By Zachary Guiliano
The House of Bishops passed three resolutions Wednesday morning related to the abuse of alcohol and other drugs.
“I’m Mark, and I’m an alcoholic,” said Bishop Mark Hollingsworth, Jr., of Ohio as he began a report by a special committee appointed by the presiding bishop and the president of the House of Deputies.
There were hundreds of years of sobriety … around the table,” Hollingsworth said, and the committee had “a jointly held understanding of the gravity of this issue.”
The committee originally received only one resolution on alcohol abuse: D014 (Question Ordinands About Addiction). Bishop Hollingsworth said that resolution is designed “to initiate conversation about alcohol and other drug abuse at the very beginning of the ordination process.” The House of Bishops passed the resolution unanimously without discussion.
Hollingsworth said the committee later worked on two new resolutions: A158 (Task Force to Review and Revise Policy on substance abuse, addiction and recovery) and A159 (The Role of the Church in the Culture of Alcohol and Other Drug Abuse).
He said the amended form of A158 makes no reference to a task force, but it gives extended policy guidance on serving alcohol.
The resolution’s provisions update the church’s policy on alcohol, last reviewed in 1985. The new provisions require that sober adults oversee the alcohol served at church events, and they discourage serving alcohol “at congregational events where minors are present.”
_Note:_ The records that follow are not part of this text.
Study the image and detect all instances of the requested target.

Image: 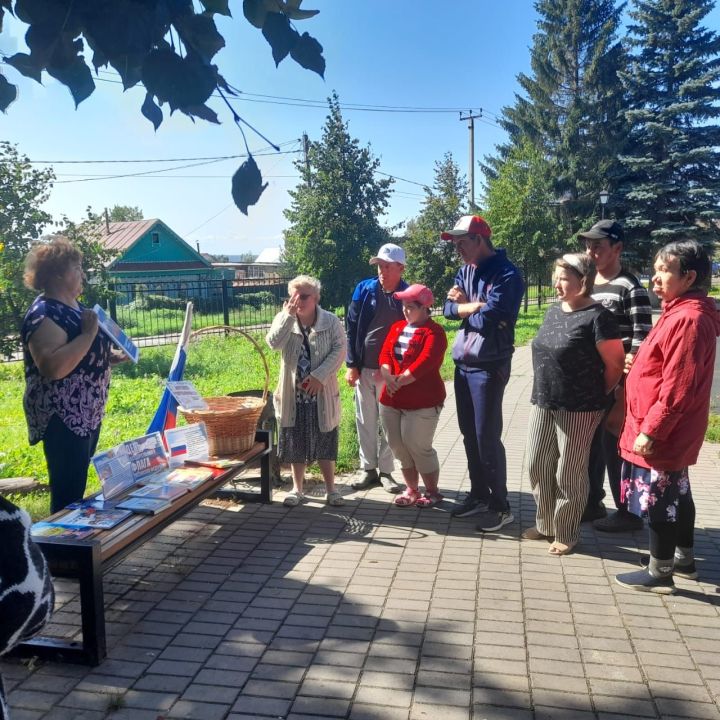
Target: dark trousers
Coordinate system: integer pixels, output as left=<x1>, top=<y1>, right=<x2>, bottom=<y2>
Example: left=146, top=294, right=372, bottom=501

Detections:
left=43, top=415, right=100, bottom=513
left=455, top=359, right=510, bottom=512
left=648, top=488, right=695, bottom=560
left=588, top=422, right=622, bottom=509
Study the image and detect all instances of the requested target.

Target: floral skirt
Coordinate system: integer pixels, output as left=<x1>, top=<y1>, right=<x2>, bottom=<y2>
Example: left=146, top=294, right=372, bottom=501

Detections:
left=620, top=460, right=692, bottom=522
left=278, top=401, right=338, bottom=465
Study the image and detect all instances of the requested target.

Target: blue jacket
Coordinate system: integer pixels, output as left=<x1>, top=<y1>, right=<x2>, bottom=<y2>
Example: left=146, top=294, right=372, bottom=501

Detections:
left=345, top=277, right=408, bottom=370
left=443, top=250, right=525, bottom=367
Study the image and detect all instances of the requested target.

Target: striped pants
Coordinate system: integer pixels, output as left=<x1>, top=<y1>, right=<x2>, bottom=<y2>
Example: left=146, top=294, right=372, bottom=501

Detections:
left=527, top=405, right=605, bottom=545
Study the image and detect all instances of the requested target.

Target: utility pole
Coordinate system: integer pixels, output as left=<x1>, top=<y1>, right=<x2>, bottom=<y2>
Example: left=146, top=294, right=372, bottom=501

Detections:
left=302, top=132, right=311, bottom=185
left=460, top=108, right=482, bottom=212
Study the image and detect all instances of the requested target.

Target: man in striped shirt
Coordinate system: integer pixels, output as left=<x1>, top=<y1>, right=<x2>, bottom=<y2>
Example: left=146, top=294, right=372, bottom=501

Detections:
left=578, top=220, right=652, bottom=532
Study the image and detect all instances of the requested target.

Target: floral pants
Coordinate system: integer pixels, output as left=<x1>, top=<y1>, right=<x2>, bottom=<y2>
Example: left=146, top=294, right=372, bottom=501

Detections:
left=620, top=460, right=692, bottom=523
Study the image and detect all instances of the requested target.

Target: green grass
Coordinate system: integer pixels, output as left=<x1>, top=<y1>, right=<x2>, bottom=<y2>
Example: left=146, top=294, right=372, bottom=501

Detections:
left=705, top=415, right=720, bottom=443
left=0, top=308, right=544, bottom=519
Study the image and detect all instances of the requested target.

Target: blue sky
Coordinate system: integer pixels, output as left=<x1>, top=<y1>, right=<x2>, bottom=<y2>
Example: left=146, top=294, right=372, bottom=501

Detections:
left=0, top=0, right=720, bottom=254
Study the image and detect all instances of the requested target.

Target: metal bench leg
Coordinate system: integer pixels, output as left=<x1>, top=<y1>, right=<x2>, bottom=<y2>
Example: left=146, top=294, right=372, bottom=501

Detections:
left=260, top=453, right=272, bottom=503
left=78, top=543, right=107, bottom=665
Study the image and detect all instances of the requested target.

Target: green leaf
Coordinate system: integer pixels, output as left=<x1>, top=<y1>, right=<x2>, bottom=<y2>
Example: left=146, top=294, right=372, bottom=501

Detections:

Bishops offered only one floor amendment. Paragraph 13 had said, “We encourage clergy to acknowledge the efficacy of receiving the sacrament in one kind and consider providing a non-alcoholic alternative.”
The amendment now reads “providing non-alcoholic wine.” Several bishops were concerned that the language implied a change in the elements of the Eucharist, which could affect the church’s commitment to various Anglican and ecumenical partnerships.
Among the most serious concerns is the church’s affirmation of the Chicago-Lambeth Quadrilateral, a touchstone in Anglican and ecumenical discussions. Among other provisions, it identifies two essential sacraments, baptism and Communion, “ministered with unfailing use of Christ’s words of institution and of the elements ordained by Him.”
The amended resolution passed and has been sent to the House of Deputies for concurrence.
Hollingsworth said Resolution A159 (The Role of the Church in the Culture of Alcohol and Other Drug Abuse) was “intended to speak to the church’s own complicity in the culture of alcohol and other substance abuse and to give direction on how we shall move forward.”
A159 calls for churchwide repentance and the furthering of advocacy efforts on addiction. Further, it “affirms the need for exercising a healing ministry to all whose lives are affected by addiction” and encourages personal examination and the pursuit of healing among the church’s members.
Bishop George Wayne Smith of Missouri spoke “wholeheartedly in favor of this resolution,” adding: “I serve a diocese that has had very public and multigenerational instances of addiction.”
Bishop Pierre Whalon of the Convocation of Episcopal Churches in Europe said he appreciated the guidance because of “a cultural denial, in many respects, around Europe” on the issue of alcohol abuse.
The resolution passed unanimously.
The presiding bishop then asked that the House moved into closed session. Some bishops, however, began to press for reviving a resolution on Communion without baptism.